Nevertheless, we are seeing the development of an official profession for specific angles of risk management. For example, consider the huge increase of cyber-related risk. Over the past eight to 10 years, we have seen an extraordinary development of information security and data privacy positions within organisations. These roles are now very well established, as is the role of chief information security officer. This is a position seen as one for a true risk professional, even if it is specialised in terms of data and security.

So, what will it take to make risk management a profession? This will be the case when a director or executive says, “for this risk management position, I need the person to have risk management certification”. This qualification needs to have been developed by a major risk management organisation, such as RIMS or PARIMA. It will be similar to the certifications we require of engineers, architects and lawyers, that clearly state minimum competency levels. We are not there yet with risk management.

However, we now have three major initiatives across the world with certifications being launched by RIMS in the USA, FERMA in Europe and PARIMA in Asia-Pacific. They aim to create an appropriate platform on which to make risk a profession. Of course, this is going to take some time and we need to ensure that this puts us at the right level of recognition. I would also like to see every business school in the world offer a proper risk management module, which is not yet the case.
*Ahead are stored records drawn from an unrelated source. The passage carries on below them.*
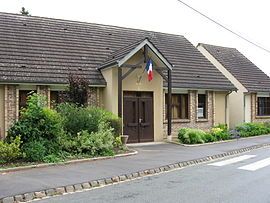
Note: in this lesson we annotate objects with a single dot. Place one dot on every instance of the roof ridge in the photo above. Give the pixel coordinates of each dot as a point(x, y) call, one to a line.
point(204, 44)
point(87, 23)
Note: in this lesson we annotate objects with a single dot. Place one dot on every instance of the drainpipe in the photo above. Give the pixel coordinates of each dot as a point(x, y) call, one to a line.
point(226, 106)
point(244, 119)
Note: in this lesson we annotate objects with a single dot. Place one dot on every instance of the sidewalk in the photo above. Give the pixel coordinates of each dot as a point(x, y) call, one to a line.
point(148, 157)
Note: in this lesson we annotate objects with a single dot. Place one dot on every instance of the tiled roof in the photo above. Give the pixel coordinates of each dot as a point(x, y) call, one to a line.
point(44, 50)
point(246, 72)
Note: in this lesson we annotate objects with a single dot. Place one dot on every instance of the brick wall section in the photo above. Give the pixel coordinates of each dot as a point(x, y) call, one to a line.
point(93, 97)
point(11, 105)
point(254, 117)
point(193, 122)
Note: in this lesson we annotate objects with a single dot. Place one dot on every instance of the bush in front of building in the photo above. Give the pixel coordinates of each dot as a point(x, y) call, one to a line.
point(220, 132)
point(191, 136)
point(78, 118)
point(10, 151)
point(98, 143)
point(197, 136)
point(47, 135)
point(253, 129)
point(39, 128)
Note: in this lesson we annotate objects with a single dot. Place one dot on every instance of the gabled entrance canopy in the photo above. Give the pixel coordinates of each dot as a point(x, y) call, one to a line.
point(120, 59)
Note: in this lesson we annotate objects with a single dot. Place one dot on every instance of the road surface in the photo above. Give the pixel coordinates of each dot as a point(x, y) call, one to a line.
point(244, 178)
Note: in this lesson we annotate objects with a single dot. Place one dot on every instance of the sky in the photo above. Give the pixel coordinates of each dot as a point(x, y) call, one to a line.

PARIMA is being proactive in the pursuit of making risk a profession by reaching out to company executives and explaining what they should be expecting from their risk management team. This enables firms to perform their own gap assessments and ask what is missing from their risk capabilities. Occasionally, we are ‘helped’ by the major risk events across the world, namely terrorism, natural catastrophes or supply chain disasters, which raise awareness of the value of risk management. But it is not going to happen overnight.

Another way to persuade organisations to increase their risk capabilities is to introduce legislation. While I am not a fan of massive amounts of regulation, I believe that certain types can help organisations to become better equipped in terms of risk management. Enforced legislation after the financial crisis ensured that financial institutions became more strongly equipped with risk professionals. A couple of years ago, the government in Singapore also developed legislation that required every listed organisation to have an ERM process. So, legislation can be a real building block for making it happen.

As for when risk will be seen as a profession… as an optimistic person, I would say that in the next five years we should see some visible improvement. However, it is important to be realistic, so we can probably expect it to be closer to 10 years in the Asia-Pacific region.